The EL9, by the numbers

9
Passengers
8
Electric props
~35 mph
Liftoff speed
~200 mph
Cruise speed
1,100 nm
Range
3,000 lb
Cargo payload

// How little runway it actually needs

EL9 (eSTOL)
150 ft
Small turboprop
~1,500 ft
Regional jet
~5,000 ft
Airliner
~8,000+ ft
The Long Runway

From a Supreme Court chamber to a hangar

EARLY CAREER
Clerks for U.S. Supreme Court Justice Anthony M. Kennedy after Yale Law.
BEFORE AEROSPACE
Co-founds a sports medicine startup; consults at The Parthenon Group; litigates commercial cases in Washington, D.C.
BOEING, RISING
General Counsel of Boeing International, then President of Boeing China and the Embraer Partnership, then President of Boeing International.
BOEING, THE TOP
Chief Strategy Officer; leads the $5B customer finance business; nearly a decade on the Executive Council; chairs Wisk Aero through its restructuring.
AUG 2024
Named CEO of Electra.aero, taking the controls from founder John Langford.
2025
Electra books ~$9B in pre-orders and closes a $115M Series B led by Prysm Capital.
In His Words

Listening, building, and the edge

If you want to be a continuous learner, you have to be a continuous listener. Curiosity is always rewarded by growth.

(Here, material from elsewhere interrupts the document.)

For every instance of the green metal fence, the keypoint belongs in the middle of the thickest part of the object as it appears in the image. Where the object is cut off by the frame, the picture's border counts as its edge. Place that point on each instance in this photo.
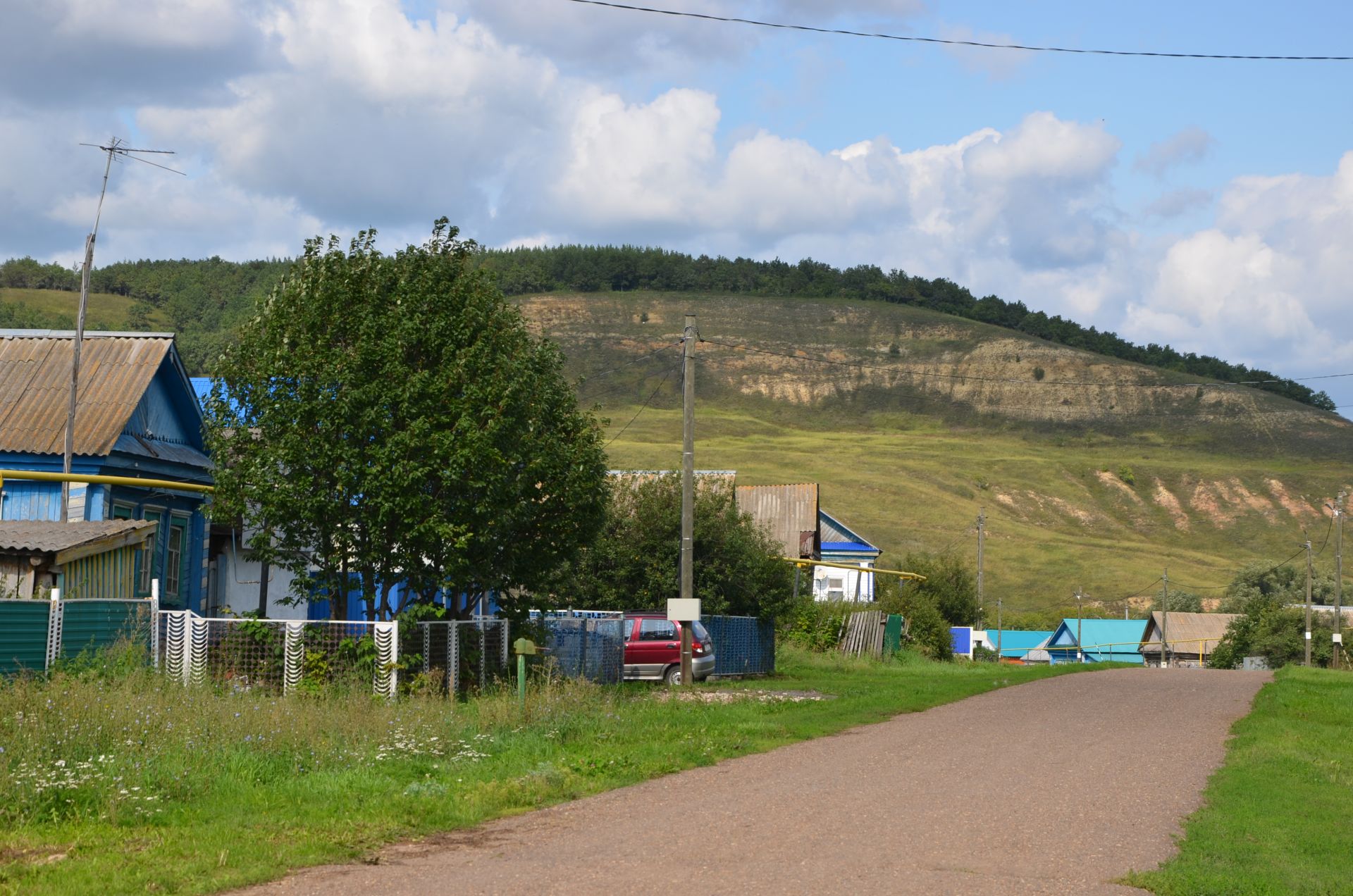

Electra's Ultra Short is the unlock for a new era of air travel - what we call Direct Aviation - that is as transformative as it's practical.

My passion has always been about building, coaching, and inspiring high-performing teams.

We don't want to be a community that has only hub and spokes.

It won't move you at turbo speeds but it's not slow either.

The Record

What's on the board

  • Took Electra to roughly 2,200 pre-orders worth nearly $9 billion - one of AAM's largest order pipelines.
  • Closed Electra's $115 million Series B (April 2025) to fund EL9 pre-production and certification.
  • Served nearly a decade on Boeing's Executive Council.
  • As President of Boeing International, oversaw the company's worldwide enterprise functions.
  • Chaired Wisk Aero and led its restructuring and full acquisition.
  • Clerked for U.S. Supreme Court Justice Anthony M. Kennedy.
  • Graduated summa cum laude from Princeton; JD from Yale Law School.
Quirks & Footnotes

Things you didn't know

  • Half a football field. The EL9 can land on 150 feet of runway, rivaling helicopter access without the helicopter noise.
  • Blown lift. Eight props blow air over the flaps so a nine-seater can fly at speeds where most planes would fall out of the sky.
  • Law before liftoff. Allen argued complex commercial cases in Washington before he ever ran an aircraft program.
  • Small but loaded. Fewer than 100 employees run a stack of MATLAB, Simulink, Siemens NX and Teamcenter to certify a brand-new aircraft.
  • Quiet ambition. Allen frames the EL9 not as a gadget but as the "democratization of aviation."